The Vinegar Primer
5 essential vinegars you need in your pantry
Vinegars have long been the unsung heroes of our larder. These versatile condiments add instant flavor-packed perfection with just a splash, pour or drizzle (and we're talking about more than salad dressing here). Think a satisfying pan sauces for meats, tangy marinades for vegetables, a final flourish over your favorite fruit . . . the possibilities are endless (And New Year's bonus: all the flavor without the extra calories!). Here are 5 must-haves to start 2018:
The new everyday vinegar
Banyuls vinegar—a sherry-like vinegar from Southern France—is made from the naturally sweet wine of Banyuls (50% Grenache Noir, 40% Grenache Gris, 10% Carignan) and aged in oak barrels for 6 years. The vinegar has a forward tang with a hint of sweetness and subtle nuttiness.
How to use: Banyuls vinegar's balanced sweet and savory flavor makes it out go-to for everything from dressings and marinades to pan sauces and quick pickles (try using it to pickle carrots and beets!).
The pantry classic
Volpaia Red Wine Vinegar—made with Sangiovese and Cannaiolo (two of the traditional grapes used in making Chianti Classico wine)—is aged for close to 18 months in oak barrels. The resulting vinegar is bold, full-bodied and tangy with notes of fresh grapes, oak and berries.
How to use: This is the use-me-in-everything vinegar—whisk in salad dressings, add a splash to braised greens or use in vibrant, herb-based sauces like our recipe for Carrot Top Chimichurri.
The secret flavor maker
Pojer e Sandri's vinegars are made solely from fruit grown on their estate and the neighboring farmers' orchards in the Trento region of Northern Italy.
To make their vinegar, the fruit is gently pressed for its juice, which is then fermented and aged in oak barrels for 18 to 24 months. The Blackcurrant Fruit Vinegar is packed with fresh-picked fruit flavor, intense and tart with a lingering sweetness.
How to use: Add a couple of splashes to enrich a pan sauce for seared duck breasts, pork chops or roasted pork tenderloin.
The all-star finish
Il Pregiato balsamico (Il Pregiato meaning "the precious one") is aged for a minimum of 10 years. This traditional Italian condiment has a thick, syrup-like silkiness with rich, nuanced notes of dried fig and tart cherry. Not for salad dressings, this prized balsamic is meant for drizzling (fruit, cheese, roasted vegetables and meats, just to name a few).
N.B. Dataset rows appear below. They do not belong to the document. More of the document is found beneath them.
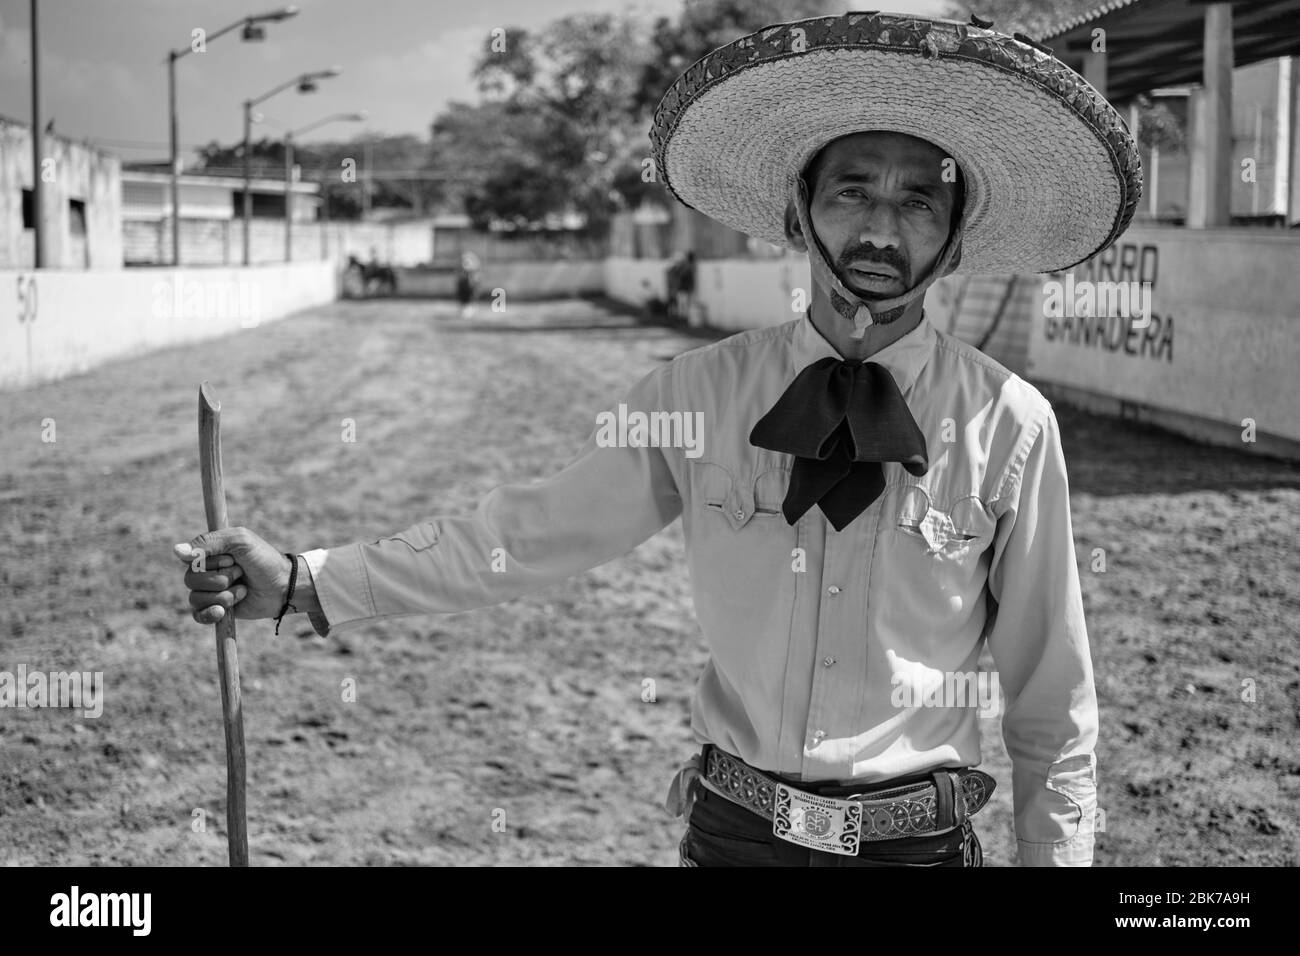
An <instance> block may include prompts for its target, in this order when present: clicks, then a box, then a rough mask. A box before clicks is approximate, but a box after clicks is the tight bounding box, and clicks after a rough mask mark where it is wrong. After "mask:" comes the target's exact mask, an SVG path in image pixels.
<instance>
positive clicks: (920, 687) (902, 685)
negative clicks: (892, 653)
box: [889, 667, 1002, 717]
mask: <svg viewBox="0 0 1300 956" xmlns="http://www.w3.org/2000/svg"><path fill="white" fill-rule="evenodd" d="M909 676H910V679H909ZM889 683H891V684H892V685H893V691H892V692H891V695H889V702H891V704H893V705H894V706H896V708H979V715H980V717H997V711H998V708H1000V706H1001V700H1002V696H1001V684H1000V683H998V679H997V671H936V670H930V669H928V667H927V669H918V670H915V671H913V672H911V674H910V675H904V674H894V675H893V676H892V678H891V680H889Z"/></svg>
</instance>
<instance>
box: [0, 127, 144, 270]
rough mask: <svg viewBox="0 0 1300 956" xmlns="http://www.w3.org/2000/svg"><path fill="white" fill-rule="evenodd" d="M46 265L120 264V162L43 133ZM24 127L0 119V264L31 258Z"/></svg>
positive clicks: (3, 268)
mask: <svg viewBox="0 0 1300 956" xmlns="http://www.w3.org/2000/svg"><path fill="white" fill-rule="evenodd" d="M44 143H45V159H47V163H45V164H43V165H45V169H44V170H43V172H44V179H43V183H44V187H45V202H47V216H48V229H49V237H48V245H47V250H48V255H49V261H48V268H52V269H118V268H121V265H122V189H121V178H120V177H121V163H120V161H118V159H117V157H116V156H113V155H112V153H108V152H103V151H100V150H96V148H95V147H92V146H90V144H87V143H81V142H74V140H72V139H66V138H64V137H60V135H57V134H53V133H45V137H44ZM34 182H35V181H34V178H32V169H31V127H30V126H29V125H27V124H22V122H18V121H16V120H9V118H5V117H0V269H30V268H32V267H34V265H35V261H36V254H35V248H36V241H35V207H34V202H32V185H34Z"/></svg>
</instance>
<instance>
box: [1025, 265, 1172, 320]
mask: <svg viewBox="0 0 1300 956" xmlns="http://www.w3.org/2000/svg"><path fill="white" fill-rule="evenodd" d="M1151 286H1152V284H1151V282H1108V281H1093V280H1087V278H1084V280H1079V281H1075V278H1074V273H1066V276H1065V280H1063V281H1061V280H1054V278H1053V280H1048V281H1047V282H1044V284H1043V317H1044V319H1065V317H1070V319H1075V317H1079V319H1092V317H1097V319H1100V317H1106V316H1118V317H1122V319H1131V320H1134V321H1132V324H1131V328H1134V329H1145V328H1147V326H1148V325H1149V324H1151Z"/></svg>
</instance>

How to use: Who says you can't have vinegar for dessert? Drizzle over poached pears and top with a dollop of lightly sweetened mascarpone cheese. Or do as the Italians do and end the meal on a savory note with Parmigiano-Reggiano topped with a flourish of balsamico.
The salad dressing winner
This California wine vinegar—made using the Orleans method, a classic French vinegar-making technique that showcases the nuances of the grapes—has bright notes of cucumber, citrus and melon with a vibrant, lively acidity.
How to use: Be a vinaigrette master: 3 parts mild extra virgin olive oil, 1 part vinegar, a spoonful of a Dijon mustard, a drizzle of California honey and salt and pepper to taste. Et voilà!